While on the subject of good bbq or grilling, or what ever you want to call it, I also grill 90% of the vegetables I eat. Carrots, turnips, beets, squash, brussel spouts, baby spuds etc all get pre-nuked to 3/4 cooked then salted and olive oiled before a charring to finish off on the grill. Big white onions get cut in half then nuked till soft and then foiled with olive oil and beef better than bouillon. Mushrooms, passila peppers, jalapenos, corn and baby romaine go straight on the grill after the same oil n salt treatment. I would say that grilled carrots will convert a non-carrot lover and baked onions will become a staple. Grilled tunips can easily replace spuds.

My girlfriend is Mexican and I pan fry or grill jalapenos all the time to make chiles toreados (or chiles asado). I usually pan fry the onions and at the end sprinkle some lime juice over everything and season it with Tony Chachere's. I'm going to try cooking the onions that way with oil and foiled and see how it comes out, it sounds good.
 
They say maybe 70 percent of comp BBQ starts with Blues Hog then folks personalize it--Champs Blend is HARD to beat no matter what style of Q is your favorite --coupled with their rub--that combo will make anybody look like they are a true Pro!
Love this thread!!!
 
My girlfriend is Mexican and I pan fry or grill jalapenos all the time to make chiles toreados (or chiles asado). I usually pan fry the onions and at the end sprinkle some lime juice over everything and season it with Tony Chachere's. I'm going to try cooking the onions that way with oil and foiled and see how it comes out, it sounds good.

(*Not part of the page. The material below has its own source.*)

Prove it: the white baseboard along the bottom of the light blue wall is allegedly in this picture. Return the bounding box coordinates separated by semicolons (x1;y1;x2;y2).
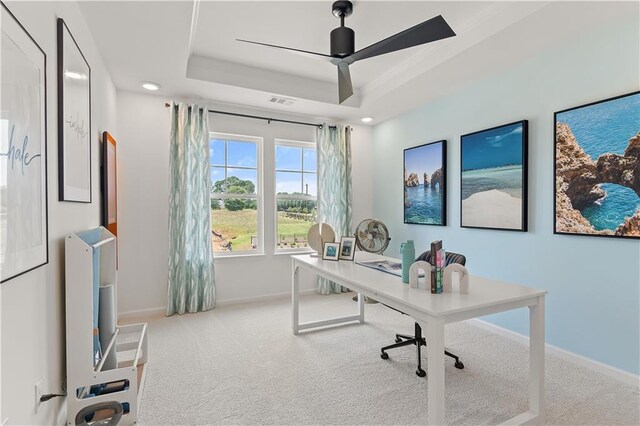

cut the biggest white onion you can find so root to spout side is not cut, ie cut on the equator...peel then then put them cut side down on a plate for 5-6 min in micro. Then onto foil cut side up. pour olive oil on n rub in n let soak into the petals. then rub a big gob of beef better than bouillon on the cuts. then wrap n poke a few holes on each side of foil then on hot grill. cant over cook them and if they burn some all the better. i do 15-20 minutes or put them on when the grill is warming up. when the foil is getting bronze looking they ready!